Crítica Cinema filme Pega Essa Novidade

Kygo: Back at the Bowl é uma experiência audiovisual imersiva que transporta o público para o lendário palco do Hollywood Bowl. O filme acompanha o DJ e produtor norueguês em uma das apresentações mais emblemáticas de sua carreira, marcada por energia contagiante e pela presença de hits que conquistaram o mundo. Gravado com 18 câmeras estrategicamente posicionadas, o registro revela cada detalhe da atmosfera única desse show histórico, que ainda conta com participações especiais de artistas como Ava Max, Ryan Tedder e Zara Larsson. Mais do que um simples registro de turnê, trata-se de um espetáculo que consolida Kygo como um dos grandes nomes da música eletrônica contemporânea.

O filme é, essencialmente, um registro direto do espetáculo: não há bastidores, entrevistas ou inserções documentais. A narrativa concentra-se inteiramente no palco, acompanhando Kygo e seus convidados ao longo do show. Essa escolha pode soar simples, mas garante ao espectador uma imersão total na experiência ao vivo, como se estivesse de fato na plateia do Hollywood Bowl. A alternância entre diferentes artistas convidados, que entram e saem da cena, acrescenta dinamismo ao filme e impede que a performance se torne repetitiva.

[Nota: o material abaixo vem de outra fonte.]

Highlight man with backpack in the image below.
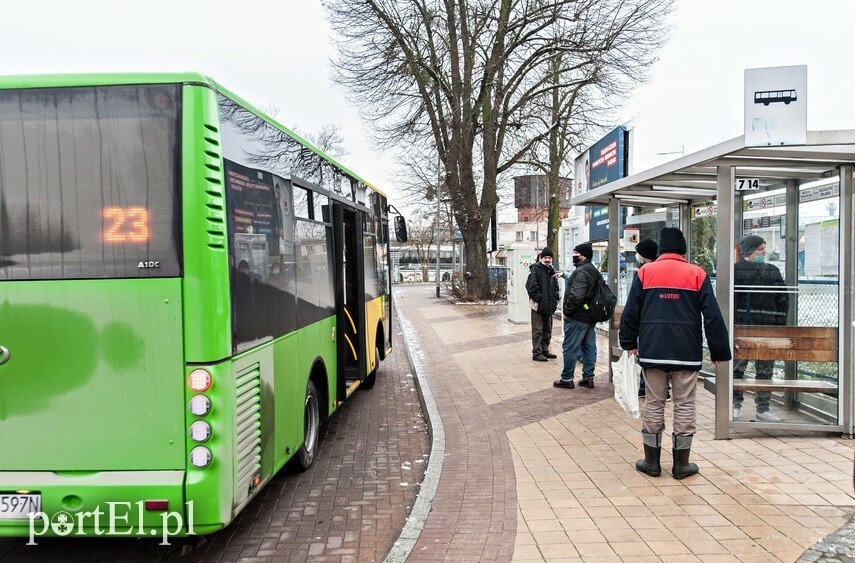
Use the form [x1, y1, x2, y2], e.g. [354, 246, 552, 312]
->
[554, 242, 601, 389]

O show é, sem dúvida, um espetáculo visual e sonoro. As luzes, projeções e efeitos criam uma atmosfera grandiosa, enquanto Kygo imprime sua identidade em remixes de clássicos, trazendo nomes como Tina Turner e Whitney Houston para uma roupagem moderna e dançante. O público presente no Hollywood Bowl responde com entusiasmo visível, entregue à experiência coletiva e à energia do momento. No entanto, essa mesma intensidade não se traduz integralmente para quem assiste pela tela. A conexão vibrante entre artista e plateia parece, em parte, diluir-se na transposição para o formato audiovisual, deixando o espectador em casa mais como observador distante do que participante ativo da celebração.

É importante ressaltar que isso não tem relação com o talento de Kygo. Ele é, sem dúvida, um artista extremamente habilidoso, com domínio técnico e criatividade para reinventar músicas clássicas de forma moderna. O ponto é que o tipo de espetáculo que ele oferece funciona como uma grande festa precisa ser vivido. A experiência presencial, com o impacto das batidas, das luzes e da energia coletiva, é o que dá sentido a esse formato de show.

Quando comparamos com um show pop, por exemplo, a diferença fica clara. O pop frequentemente se apoia em coreografias, narrativas visuais, cenários grandiosos e performances elaboradas que conseguem se traduzir para a tela e manter o espectador envolvido. Já a apresentação de um DJ segue outro caminho é uma celebração musical, voltada para o momento e para o público que está lá. Mesmo com a presença de vários artistas convidados, o filme não consegue segurar a atenção da audiência em casa da mesma forma.

Talvez os fãs mais fiéis de Kygo encontrem prazer em revisitar os hits e a estética da turnê. Porém, para quem não tem essa ligação emocional prévia, a experiência tende a ser distante. O show impressiona pela grandiosidade, mas dificilmente emociona  e essa ausência de sentimento é parte da proposta. E está tudo bem: como festa, como vivência pessoal ou até em clipes individuais, essa linguagem funciona. Mas estendê-la por um longa-metragem inteiro limita o impacto e deixa claro que nem toda celebração musical se sustenta como cinema.